Expressivité

Publié le mardi 7 janvier 2003 par admin_sat , mis a jour le samedi 21 août 2004

Mais le grand avantage de l’accusatif se situe au niveau de l’expressivité. Pour qui possède une langue slave, par exemple, l’impossibilité d’inverser le sujet et l’objet dans des langues comme le français et l’anglais est ressenti comme un terrible appauvrissement. Ceux qui goûtent à cette tournure en sont facilement séduit ?. C’est ce qui explique qu’on la trouve si souvent utilisée par des espérantophones dans la langue maternelle desquels cette structure n’existe pas.

Si l’on veut qu’une langue internationale excelle dans la traduction de textes originaux de toutes les cultures, l’accusatif est irremplaçable. La phrase du Notre Père Panem nostrum quotidianum da nobis hodie (qui est une traduction exacte, jusqu’à l’ordre des mots, du texte grec traduisant un original hébreu ou araméen aujourd’hui perdu) est rendue de façon beaucoup plus fidèle par l’espéranto

panon nian ĉiutagan donu al ni hodiaŭ

que par le français Donne-nous aujourd’hui notre pain de ce jour : la musique de la phrase, la qualité générale du style n’a pas changé en passant du latin à la langue de Zamenhof. Il en est de même du vers de Virgile Infandum, regina, jubes renovare dolorem. La traduction en espéranto

Nedireblan vi petas, reĝin’ renovigi doloron

plonge le lecteur ou l’auditeur dans une ambiance beaucoup plus proche de l’atmosphère latine que la traduction française Vous m’ordonnez, ô reine, de renouveler une indicible douleur. Prenons un autre exemple dans la littérature russe contemporaine : les premiers mots du joli conte de Korolenko Le rêve de Makar. La construction russe "Etot son videl bednyj Makar", qui n’est possible que grâce à l’accusatif, peut être traduite littéralement en espéranto, ce qui crée d’emblée le même climat :

Tiu sonĝon vidis kompatinda Matar

Toutes les formules françaises que l’on peut trouver — "Voici le rêve que fit le pauvre Makar", "Ce rêve est celui que fit le pauvre Makar", "Le pauvre Makar fit le rêve suivant" — sont plates, par comparaison ; aucune n’a l’impact du texte original.

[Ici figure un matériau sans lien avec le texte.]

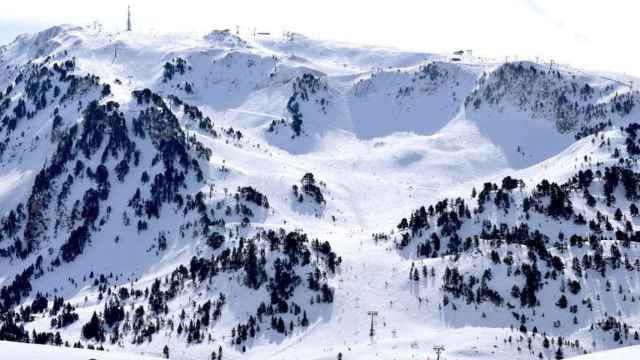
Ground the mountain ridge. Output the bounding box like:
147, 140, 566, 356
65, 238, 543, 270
0, 26, 640, 359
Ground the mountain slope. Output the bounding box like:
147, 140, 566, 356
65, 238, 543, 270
0, 26, 640, 359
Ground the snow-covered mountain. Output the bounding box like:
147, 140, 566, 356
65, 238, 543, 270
0, 26, 640, 359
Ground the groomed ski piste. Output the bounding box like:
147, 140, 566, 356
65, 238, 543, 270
0, 25, 640, 360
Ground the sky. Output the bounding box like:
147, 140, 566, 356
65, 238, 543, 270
0, 0, 640, 77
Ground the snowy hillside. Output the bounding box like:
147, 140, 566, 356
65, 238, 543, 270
0, 26, 640, 359
0, 341, 160, 360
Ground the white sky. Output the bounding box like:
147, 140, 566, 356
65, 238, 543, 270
0, 0, 640, 76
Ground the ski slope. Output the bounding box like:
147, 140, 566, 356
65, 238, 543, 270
0, 26, 640, 360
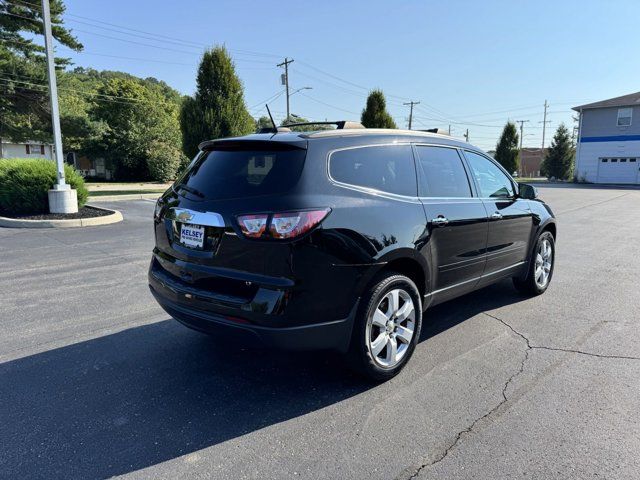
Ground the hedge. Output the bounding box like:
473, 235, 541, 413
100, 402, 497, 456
0, 158, 89, 214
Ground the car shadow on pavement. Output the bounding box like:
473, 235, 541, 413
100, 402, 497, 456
0, 285, 522, 479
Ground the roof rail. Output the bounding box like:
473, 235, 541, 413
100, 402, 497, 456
418, 128, 449, 135
278, 120, 365, 131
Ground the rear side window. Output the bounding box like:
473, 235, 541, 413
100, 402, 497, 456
174, 149, 306, 199
416, 145, 471, 198
464, 150, 514, 198
329, 145, 418, 197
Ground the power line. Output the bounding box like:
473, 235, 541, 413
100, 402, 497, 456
300, 93, 360, 115
403, 100, 420, 130
276, 57, 294, 119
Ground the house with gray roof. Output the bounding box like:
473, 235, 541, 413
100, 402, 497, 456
573, 92, 640, 184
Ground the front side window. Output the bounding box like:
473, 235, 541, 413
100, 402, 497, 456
464, 150, 514, 198
618, 108, 633, 127
416, 145, 471, 198
329, 145, 417, 196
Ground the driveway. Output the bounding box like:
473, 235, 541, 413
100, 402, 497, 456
0, 186, 640, 479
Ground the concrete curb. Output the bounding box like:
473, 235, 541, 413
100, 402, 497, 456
0, 205, 122, 228
89, 192, 164, 203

Des langues aussi différentes que le russe, le hongrois, l’allemand, l’arabe, le grec, le hindi, le japonais, le mongol utilisent un monème fonctionnel pour identifier l’objet de l’action. On en trouve également (mais leur usage est plus délicat) dans des langues comme l’espagnol, le persan, le roumain et le chinois. Si l’on admet le principe selon lequel la maniabilité d’une langue étrangère dépend à la fois de sa cohérence et de sa ressemblance avec la langue maternelle, force est de conclure que, pour la majorité de l’humanité, une langue internationale avec accusatif est plus maniable qu’une langue internationale sans accusatif.

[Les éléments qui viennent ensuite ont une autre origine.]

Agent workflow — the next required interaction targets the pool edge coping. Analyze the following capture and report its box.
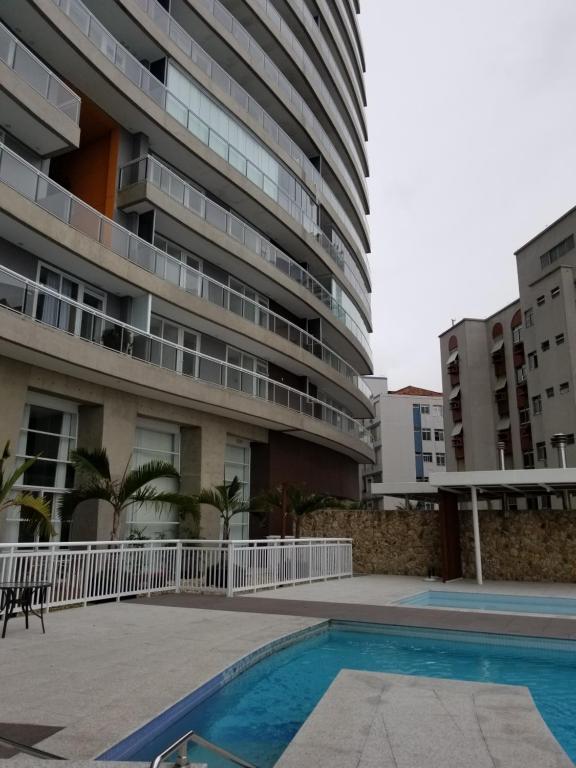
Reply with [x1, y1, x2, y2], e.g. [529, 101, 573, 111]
[92, 619, 331, 762]
[98, 619, 576, 762]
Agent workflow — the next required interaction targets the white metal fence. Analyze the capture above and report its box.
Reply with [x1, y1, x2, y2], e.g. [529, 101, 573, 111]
[0, 539, 352, 607]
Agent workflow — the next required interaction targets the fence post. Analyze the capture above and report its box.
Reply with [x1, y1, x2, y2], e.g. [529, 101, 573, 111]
[226, 541, 234, 597]
[174, 539, 182, 594]
[82, 544, 92, 607]
[116, 542, 124, 602]
[146, 541, 153, 597]
[46, 544, 56, 613]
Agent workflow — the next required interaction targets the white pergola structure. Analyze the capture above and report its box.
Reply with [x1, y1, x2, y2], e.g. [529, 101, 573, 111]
[372, 467, 576, 584]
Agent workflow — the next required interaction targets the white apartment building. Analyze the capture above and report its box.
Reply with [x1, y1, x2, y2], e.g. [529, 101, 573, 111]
[362, 376, 446, 509]
[0, 0, 373, 541]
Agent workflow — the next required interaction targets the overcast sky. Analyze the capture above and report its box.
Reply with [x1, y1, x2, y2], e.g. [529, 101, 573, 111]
[360, 0, 576, 389]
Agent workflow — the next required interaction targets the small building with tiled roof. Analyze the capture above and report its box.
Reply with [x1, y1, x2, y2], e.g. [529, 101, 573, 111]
[388, 384, 442, 397]
[362, 376, 446, 509]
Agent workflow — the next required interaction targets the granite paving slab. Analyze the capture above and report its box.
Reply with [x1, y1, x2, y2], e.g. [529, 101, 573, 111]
[276, 670, 574, 768]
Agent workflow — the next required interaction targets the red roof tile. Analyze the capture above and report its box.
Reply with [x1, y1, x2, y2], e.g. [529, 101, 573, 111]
[388, 384, 442, 397]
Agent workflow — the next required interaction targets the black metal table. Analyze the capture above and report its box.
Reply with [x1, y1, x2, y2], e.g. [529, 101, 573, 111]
[0, 581, 52, 637]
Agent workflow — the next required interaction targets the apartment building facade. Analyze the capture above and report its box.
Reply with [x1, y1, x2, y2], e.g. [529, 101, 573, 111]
[0, 0, 373, 541]
[362, 376, 446, 509]
[440, 209, 576, 476]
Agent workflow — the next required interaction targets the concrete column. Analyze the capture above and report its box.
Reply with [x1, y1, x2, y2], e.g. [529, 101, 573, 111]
[0, 357, 30, 541]
[180, 427, 202, 539]
[71, 390, 137, 541]
[200, 423, 227, 539]
[470, 486, 483, 584]
[0, 357, 30, 455]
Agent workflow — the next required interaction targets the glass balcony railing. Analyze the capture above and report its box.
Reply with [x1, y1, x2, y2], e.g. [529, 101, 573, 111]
[0, 144, 370, 368]
[0, 24, 80, 124]
[120, 156, 370, 360]
[130, 0, 364, 269]
[120, 155, 374, 344]
[252, 0, 366, 150]
[0, 267, 371, 444]
[52, 0, 370, 296]
[201, 0, 362, 176]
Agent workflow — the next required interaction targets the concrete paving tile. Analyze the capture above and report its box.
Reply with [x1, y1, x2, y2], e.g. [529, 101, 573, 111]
[276, 670, 571, 768]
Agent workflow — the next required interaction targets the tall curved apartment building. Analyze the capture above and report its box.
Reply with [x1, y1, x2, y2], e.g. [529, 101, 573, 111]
[0, 0, 373, 541]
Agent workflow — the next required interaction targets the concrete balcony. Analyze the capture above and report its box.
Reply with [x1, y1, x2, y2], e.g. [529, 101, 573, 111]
[118, 156, 370, 364]
[6, 0, 367, 316]
[0, 24, 80, 155]
[0, 145, 372, 417]
[173, 0, 368, 206]
[86, 0, 369, 268]
[0, 267, 373, 462]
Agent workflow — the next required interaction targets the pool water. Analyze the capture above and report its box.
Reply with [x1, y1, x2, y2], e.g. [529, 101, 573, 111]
[398, 590, 576, 616]
[124, 624, 576, 768]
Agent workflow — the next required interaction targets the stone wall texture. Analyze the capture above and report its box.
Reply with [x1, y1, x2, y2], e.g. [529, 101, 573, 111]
[460, 510, 576, 582]
[300, 509, 440, 576]
[301, 510, 576, 582]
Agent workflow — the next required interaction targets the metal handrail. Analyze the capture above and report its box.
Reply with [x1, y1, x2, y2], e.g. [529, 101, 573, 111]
[0, 265, 371, 442]
[0, 142, 371, 354]
[129, 0, 368, 268]
[0, 736, 68, 760]
[118, 155, 371, 356]
[0, 24, 81, 124]
[150, 731, 256, 768]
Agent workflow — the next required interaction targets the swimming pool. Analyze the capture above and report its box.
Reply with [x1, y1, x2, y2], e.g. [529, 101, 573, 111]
[398, 589, 576, 616]
[101, 622, 576, 768]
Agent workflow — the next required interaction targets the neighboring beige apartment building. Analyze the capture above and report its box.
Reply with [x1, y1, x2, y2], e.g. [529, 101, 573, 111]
[362, 376, 446, 509]
[440, 204, 576, 480]
[0, 0, 374, 541]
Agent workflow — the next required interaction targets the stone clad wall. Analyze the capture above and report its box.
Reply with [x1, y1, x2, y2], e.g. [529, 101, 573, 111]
[301, 510, 576, 582]
[301, 509, 440, 576]
[460, 510, 576, 582]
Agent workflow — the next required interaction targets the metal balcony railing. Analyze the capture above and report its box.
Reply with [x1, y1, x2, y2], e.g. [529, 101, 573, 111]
[52, 0, 369, 306]
[129, 0, 366, 280]
[0, 144, 370, 360]
[189, 0, 363, 210]
[0, 267, 371, 443]
[0, 24, 80, 124]
[119, 155, 370, 366]
[252, 0, 366, 151]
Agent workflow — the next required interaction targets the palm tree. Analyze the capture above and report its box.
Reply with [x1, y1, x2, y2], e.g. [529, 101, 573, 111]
[197, 477, 250, 541]
[60, 448, 198, 541]
[257, 483, 342, 539]
[0, 440, 54, 538]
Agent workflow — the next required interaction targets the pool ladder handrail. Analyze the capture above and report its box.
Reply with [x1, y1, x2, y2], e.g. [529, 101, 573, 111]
[0, 736, 68, 760]
[150, 731, 256, 768]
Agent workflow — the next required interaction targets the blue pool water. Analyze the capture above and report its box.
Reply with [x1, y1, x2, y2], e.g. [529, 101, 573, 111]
[398, 590, 576, 616]
[110, 623, 576, 768]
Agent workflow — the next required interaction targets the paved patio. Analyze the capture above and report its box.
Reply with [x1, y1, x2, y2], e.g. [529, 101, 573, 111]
[0, 601, 318, 765]
[276, 670, 572, 768]
[0, 576, 576, 768]
[246, 575, 576, 605]
[137, 576, 576, 640]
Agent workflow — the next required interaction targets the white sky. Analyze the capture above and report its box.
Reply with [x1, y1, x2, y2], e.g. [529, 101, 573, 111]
[360, 0, 576, 389]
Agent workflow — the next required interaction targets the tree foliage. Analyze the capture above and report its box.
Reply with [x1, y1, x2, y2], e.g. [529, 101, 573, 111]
[60, 448, 199, 541]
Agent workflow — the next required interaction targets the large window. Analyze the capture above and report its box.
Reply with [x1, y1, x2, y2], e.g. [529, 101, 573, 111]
[226, 347, 268, 397]
[34, 265, 106, 342]
[150, 315, 198, 376]
[166, 63, 318, 232]
[7, 392, 78, 542]
[224, 436, 250, 539]
[127, 419, 180, 539]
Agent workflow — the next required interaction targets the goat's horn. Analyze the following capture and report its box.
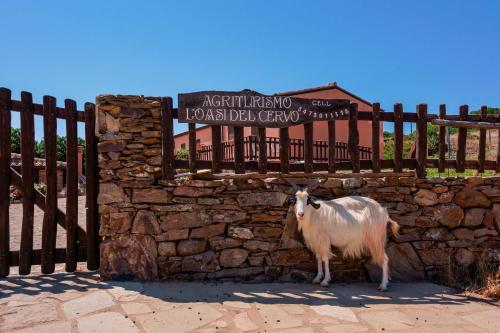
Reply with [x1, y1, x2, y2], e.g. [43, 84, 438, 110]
[280, 175, 300, 191]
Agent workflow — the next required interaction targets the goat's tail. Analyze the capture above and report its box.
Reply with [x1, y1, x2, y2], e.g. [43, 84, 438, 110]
[387, 218, 399, 238]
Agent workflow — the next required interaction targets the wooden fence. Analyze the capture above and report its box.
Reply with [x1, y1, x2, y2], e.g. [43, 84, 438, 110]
[0, 88, 99, 277]
[196, 136, 372, 162]
[163, 102, 500, 178]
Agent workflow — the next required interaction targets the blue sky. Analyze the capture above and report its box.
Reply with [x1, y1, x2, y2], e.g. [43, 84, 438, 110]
[0, 0, 500, 139]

Ajoutons au critère de maniabilité celui de clarté, sans lequel aucune communication linguistique n’a de sens, en tenant compte des conditions particulières dans lesquelles se trouve une langue utilisée par des personnes dont les réflexes linguistiques (par exemple en ce qui concerne la place des mots dans la phrase) sont fatalement très différents, et nous constaterons que les avantages de l’accusatif l’emportent de très loin sur ses inconvénients.

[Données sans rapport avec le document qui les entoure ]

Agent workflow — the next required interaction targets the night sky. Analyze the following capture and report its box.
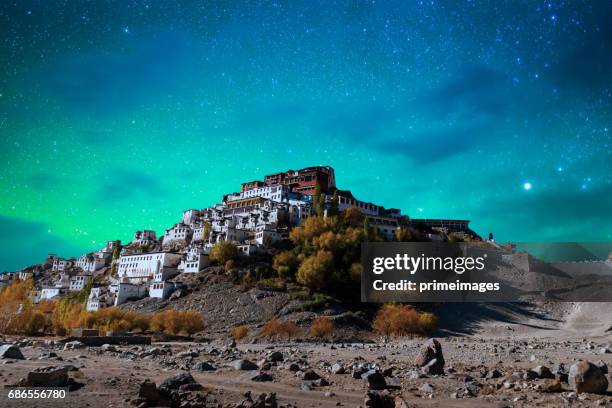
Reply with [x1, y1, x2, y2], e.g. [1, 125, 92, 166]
[0, 0, 612, 271]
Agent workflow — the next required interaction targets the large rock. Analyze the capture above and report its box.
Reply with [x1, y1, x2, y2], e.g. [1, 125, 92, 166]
[64, 340, 85, 350]
[193, 361, 216, 371]
[414, 339, 444, 374]
[361, 370, 387, 390]
[266, 351, 284, 363]
[568, 361, 608, 394]
[138, 380, 160, 405]
[159, 372, 196, 390]
[229, 360, 259, 370]
[0, 344, 24, 360]
[364, 390, 408, 408]
[27, 366, 73, 387]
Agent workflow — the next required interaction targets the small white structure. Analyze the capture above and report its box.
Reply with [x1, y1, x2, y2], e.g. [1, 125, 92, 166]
[69, 273, 93, 292]
[162, 222, 193, 245]
[178, 245, 210, 273]
[368, 216, 399, 241]
[76, 251, 107, 272]
[111, 281, 147, 306]
[255, 225, 281, 245]
[132, 230, 157, 245]
[117, 252, 182, 282]
[86, 287, 115, 312]
[40, 286, 67, 300]
[149, 281, 183, 299]
[51, 258, 74, 272]
[236, 244, 260, 256]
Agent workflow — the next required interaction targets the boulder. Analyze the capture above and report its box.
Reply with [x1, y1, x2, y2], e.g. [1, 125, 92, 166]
[421, 358, 444, 375]
[363, 390, 396, 408]
[100, 344, 117, 352]
[266, 351, 284, 363]
[568, 361, 608, 394]
[302, 370, 321, 381]
[0, 344, 24, 360]
[138, 379, 160, 405]
[193, 361, 216, 371]
[159, 372, 196, 390]
[251, 372, 274, 382]
[414, 339, 444, 374]
[64, 340, 85, 350]
[331, 363, 346, 374]
[532, 366, 555, 379]
[229, 360, 259, 370]
[27, 366, 73, 387]
[419, 383, 434, 394]
[361, 370, 387, 390]
[593, 360, 608, 374]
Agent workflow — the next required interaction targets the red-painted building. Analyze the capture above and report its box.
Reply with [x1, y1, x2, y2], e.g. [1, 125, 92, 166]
[262, 166, 336, 195]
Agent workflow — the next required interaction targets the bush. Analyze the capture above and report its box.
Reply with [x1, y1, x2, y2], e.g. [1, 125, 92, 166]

L’existence d’un accusatif en espéranto ne résulte pas d’une décision a priori, c’est le fruit d’une longue expérimentation. La forme primitive de la langue, dont nous avons un spécimen dans la célèbre "Lettre à Borovko", ne contient pas d’accusatif. Le deuxième stade, celui du cahier de 1881, est celui de l’expérimentation : dans la majorité des textes, l’accusatif (en -1) n’existe que pour les pronoms. C’est donc après de nombreux essais, après avoir traduit une série d’oeuvres littéraires et des textes très divers, que Zamenhof en est arrivé à la solution de l’accusatif généralisé, qui a porté le degré de cohérence à un point rarement atteint dans l’histoire des langues.